Jan Eliasson, a former Swedish foreign minister and ambassador to the United States, was a high school exchange student in Indiana in 1957, heady on visions of America as a beacon of democracy. And then he witnessed Little Rock, when local racists used police and troops to prevent black children from attending school, and began filling his scrapbook with a different American chronicle.
“I was in shock. I had come as a young student with a view of America as a champion of democracy,” he said.
But he said that his faith in American institutions and values was restored after President Dwight Eisenhower dispatched paratroopers to enforce a landmark 1954 Supreme Court ruling desegregating American public schools.
“I must admit when I saw President Trump aiming to get the military in to fight demonstrators on the street I swallowed twice,” he said. “But I was deeply impressed that the top echelons of the military stood up for the constitution. I thought that was the best of America.”
America’s reputation has certainly taken a beating under Trump’s presidency, according to Michael Fullilove, the executive director of Australia’s Lowy Institute. And that’s only been accentuated by America’s world-worst handling of the coronavirus pandemic. Almost all other developed countries have sharply reduced cases and hospitalizations; only in the United States (and to a certain extent, Britain) are both still spiking.
“America’s mediocre performance in response to COVID-19 has shaken a lot of observers,” Fullilove said. “We are accustomed to seeing America as the epicenter of global power, not the epicenter of global disease.”
The United States has bounced back before. Michel Duclos, a former French ambassador to Syria and special advisor to the Paris-based think tank Institut Montaigne, recalled conversations with U.S. diplomats after revelations of American torture at Abu Ghraib.

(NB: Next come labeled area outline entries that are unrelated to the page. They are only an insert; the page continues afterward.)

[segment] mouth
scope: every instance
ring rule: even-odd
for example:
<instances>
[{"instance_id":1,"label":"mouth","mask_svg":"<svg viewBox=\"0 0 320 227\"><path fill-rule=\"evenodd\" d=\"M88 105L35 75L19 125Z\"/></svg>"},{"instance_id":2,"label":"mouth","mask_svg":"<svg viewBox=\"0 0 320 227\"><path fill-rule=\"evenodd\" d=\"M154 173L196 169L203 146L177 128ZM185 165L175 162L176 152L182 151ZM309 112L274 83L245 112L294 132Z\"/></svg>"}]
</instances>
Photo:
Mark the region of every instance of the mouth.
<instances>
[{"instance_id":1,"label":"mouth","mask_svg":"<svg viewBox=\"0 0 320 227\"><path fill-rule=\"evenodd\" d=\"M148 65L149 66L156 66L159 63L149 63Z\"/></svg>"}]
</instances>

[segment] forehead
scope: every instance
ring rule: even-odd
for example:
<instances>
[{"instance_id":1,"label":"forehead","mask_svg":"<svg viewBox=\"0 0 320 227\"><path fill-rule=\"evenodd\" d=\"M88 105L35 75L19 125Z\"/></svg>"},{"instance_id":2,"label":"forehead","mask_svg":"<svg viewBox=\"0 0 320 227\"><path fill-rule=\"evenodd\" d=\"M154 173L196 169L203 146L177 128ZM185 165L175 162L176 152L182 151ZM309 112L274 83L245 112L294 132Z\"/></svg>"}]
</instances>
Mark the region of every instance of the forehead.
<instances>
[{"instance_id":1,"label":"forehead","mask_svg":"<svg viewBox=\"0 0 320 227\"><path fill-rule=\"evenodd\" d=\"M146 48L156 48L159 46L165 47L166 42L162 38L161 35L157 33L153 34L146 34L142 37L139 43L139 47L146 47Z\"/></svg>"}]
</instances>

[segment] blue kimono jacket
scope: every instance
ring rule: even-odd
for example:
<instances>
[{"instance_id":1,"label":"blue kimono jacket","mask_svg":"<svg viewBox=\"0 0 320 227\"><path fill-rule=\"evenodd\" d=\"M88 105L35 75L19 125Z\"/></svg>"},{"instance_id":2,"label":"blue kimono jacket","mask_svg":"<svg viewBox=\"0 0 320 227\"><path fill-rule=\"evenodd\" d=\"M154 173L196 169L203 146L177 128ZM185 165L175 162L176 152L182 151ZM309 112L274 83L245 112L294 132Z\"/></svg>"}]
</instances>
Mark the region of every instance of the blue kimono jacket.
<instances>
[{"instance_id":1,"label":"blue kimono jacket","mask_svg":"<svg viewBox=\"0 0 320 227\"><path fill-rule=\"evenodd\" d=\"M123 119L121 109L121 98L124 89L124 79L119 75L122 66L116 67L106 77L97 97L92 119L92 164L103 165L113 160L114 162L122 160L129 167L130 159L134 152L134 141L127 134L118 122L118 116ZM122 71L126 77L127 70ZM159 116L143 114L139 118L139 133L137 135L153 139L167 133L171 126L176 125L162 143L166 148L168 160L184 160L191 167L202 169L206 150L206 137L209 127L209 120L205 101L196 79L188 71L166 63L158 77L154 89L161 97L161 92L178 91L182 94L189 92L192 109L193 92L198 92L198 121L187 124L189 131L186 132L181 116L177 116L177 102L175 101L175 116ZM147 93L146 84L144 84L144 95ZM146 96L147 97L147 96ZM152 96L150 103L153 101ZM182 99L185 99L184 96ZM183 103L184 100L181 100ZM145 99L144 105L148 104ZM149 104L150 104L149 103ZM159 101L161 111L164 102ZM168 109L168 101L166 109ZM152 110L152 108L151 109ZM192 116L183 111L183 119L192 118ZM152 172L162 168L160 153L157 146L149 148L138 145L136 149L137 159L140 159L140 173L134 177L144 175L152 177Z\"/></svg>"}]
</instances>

“Colleagues in the American diplomatic services told us that it was the worst day in our diplomatic history,” he recalled. But he said the United States has been able to rebuild its diplomatic standing. “So in a way American already went through this kind of situation and was always able to rebound. There is this idea that if Trump is not reelected there should be a rebound.”
The difference this time around, he said, is that U.S. allies are questioning the extent to which there may be “something broken in the fabric of American society itself. You have at the same time a broken society and a broken political system.”
Fullilove has not lost hope that a Democratic victory in the November elections could begin to restore America’s standing.
“The world will always remember America elected Donald Trump president, but I think you can make up a lot of the ground you lost,” he said. The United States, he added, has a long history of “sinning, falling, and picking yourself up and redeeming yourselves.”
But for overseas observers, that means making sure that Trump’s election really was an aberration.
“I would be much less confident about the United States recovering its global position if Americans were to reelect President Trump,” Fullilove added. “What does it tell the world if Americans look back at the past four years and say: ‘More, please’?”